Electricity company SSE Networks confirmed power has been safely restored to more than 11,500 customers.
The main areas affected were the Western Isles, north west Highlands, Caithness, Moray, north east Aberdeenshire, Orkney and Shetland.
As of 16:00 about 4,600 homes remained without power, mainly in Caithness, Orkney and Shetland.
The company said teams were working to restore power where it was safe to do so.
In the Highland Council area, more than 50 schools, which include nurseries, primary and secondary schools, were closed because of the weather.
A council spokeswoman confirmed Wick Campus - including Wick High School, Newtonpark Primary School and High Life Highland Leisure facilities - will remain closed on Friday after the gym roof was damaged.
All schools in Orkney were closed from 11:30.
In Shetland, where police have warned of debris on roads in Lerwick and issues affecting the A970, all schools were closed from lunchtime and will remain shut on Friday.
Two schools in Moray were also closed early because of the weather.
Rail services between Glasgow Central and Neilston were disrupted for almost two hours after a trampoline blew onto the track at Patterton in East Renfrewshire.
At the height of the storm, the bus company Stagecoach said it had to suspended its services in the north of Scotland.
Ferry operators Caledonian MacBrayne and Serco Northlink warned of continuing disruption to routes on Scotland's west and north coasts.
Ferry sailings to and from Shetland were cancelled on Thursday night.
Serco Northlink is also advising customers that both of Friday's passenger sailings from Lerwick and Aberdeen are under review with a high probability of cancellations.

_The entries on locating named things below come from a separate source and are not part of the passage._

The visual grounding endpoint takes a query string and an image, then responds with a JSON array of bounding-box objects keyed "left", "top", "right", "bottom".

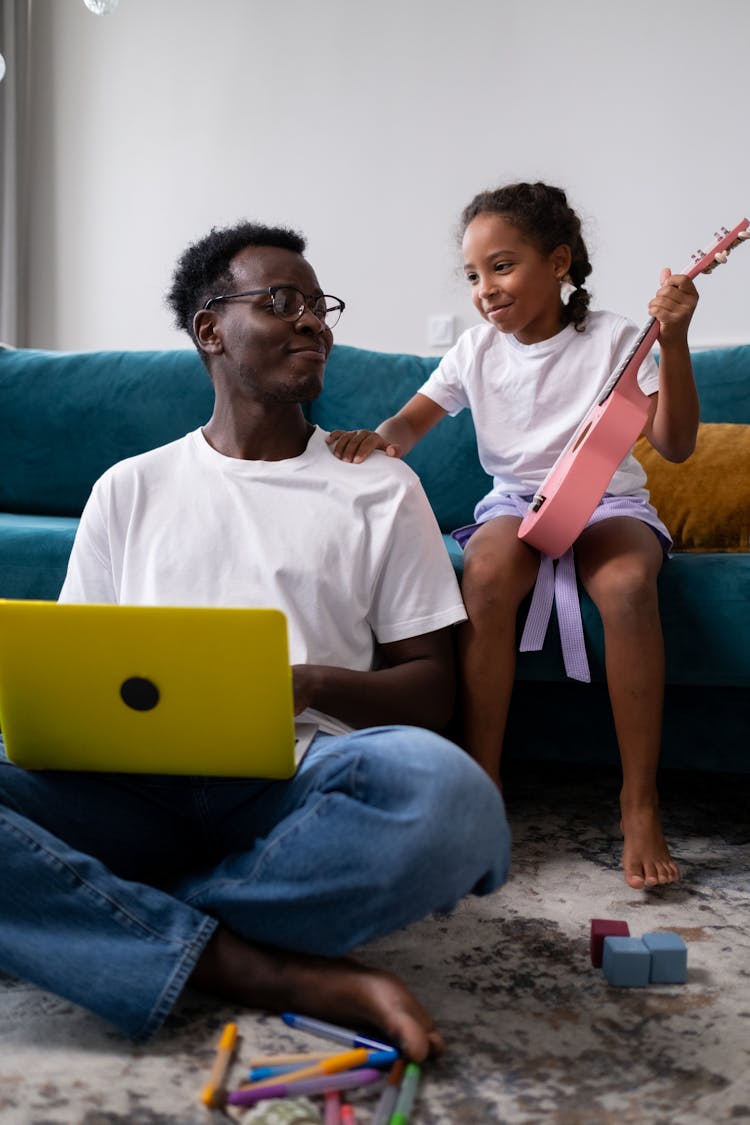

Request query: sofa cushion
[
  {"left": 0, "top": 512, "right": 78, "bottom": 602},
  {"left": 635, "top": 422, "right": 750, "bottom": 551},
  {"left": 690, "top": 344, "right": 750, "bottom": 424},
  {"left": 0, "top": 348, "right": 214, "bottom": 515}
]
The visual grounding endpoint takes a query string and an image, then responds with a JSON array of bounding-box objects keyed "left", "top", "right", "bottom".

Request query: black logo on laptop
[{"left": 120, "top": 676, "right": 159, "bottom": 711}]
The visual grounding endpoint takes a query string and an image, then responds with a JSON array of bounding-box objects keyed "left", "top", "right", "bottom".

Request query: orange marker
[
  {"left": 245, "top": 1047, "right": 373, "bottom": 1090},
  {"left": 200, "top": 1024, "right": 237, "bottom": 1106}
]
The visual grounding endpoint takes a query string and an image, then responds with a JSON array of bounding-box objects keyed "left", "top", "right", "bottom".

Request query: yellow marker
[
  {"left": 200, "top": 1024, "right": 237, "bottom": 1106},
  {"left": 245, "top": 1047, "right": 372, "bottom": 1090}
]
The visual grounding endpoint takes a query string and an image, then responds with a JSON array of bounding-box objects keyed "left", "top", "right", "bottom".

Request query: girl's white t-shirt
[
  {"left": 60, "top": 429, "right": 466, "bottom": 733},
  {"left": 419, "top": 312, "right": 659, "bottom": 497}
]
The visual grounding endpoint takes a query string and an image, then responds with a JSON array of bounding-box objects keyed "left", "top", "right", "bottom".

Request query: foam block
[
  {"left": 602, "top": 937, "right": 651, "bottom": 988},
  {"left": 591, "top": 918, "right": 630, "bottom": 969},
  {"left": 642, "top": 932, "right": 687, "bottom": 984}
]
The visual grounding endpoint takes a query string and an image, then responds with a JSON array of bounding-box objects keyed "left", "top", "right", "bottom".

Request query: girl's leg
[
  {"left": 576, "top": 516, "right": 679, "bottom": 889},
  {"left": 459, "top": 515, "right": 539, "bottom": 785}
]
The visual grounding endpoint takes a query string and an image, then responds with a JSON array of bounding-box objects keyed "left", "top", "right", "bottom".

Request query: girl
[{"left": 328, "top": 183, "right": 698, "bottom": 889}]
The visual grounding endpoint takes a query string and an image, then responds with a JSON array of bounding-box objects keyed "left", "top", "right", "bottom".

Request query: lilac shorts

The crew of the ferry Hamnavoe that left Scrabster in Caithness earlier on Thursday, had to seek shelter in Scapa Flow in Orkney having been unable to berth in Stromness.
Due to concerns about large waves during the storm, all personnel have been taken off the North Sea platform Ninian Southern off Shetland and production shut down.
CairnGorm Mountain snowsports centre near Aviemore was closed on Thursday because of the expected high winds.
It has emerged that, as the storm approached Scotland, bad weather caused a gangway connected to a North Sea oil platform to separate from an accommodation vessel.
The gangway between the Safe Boreas and the Mariner platform east of Shetland automatically disconnected due to worsening weather conditions.
Statoil said no-one was injured, but it did leave 36 workers, who were on the neighbouring Noble Lloyd Noble rig unable to get back to the accommodation vessel. They made the short journey on Thursday morning by helicopter.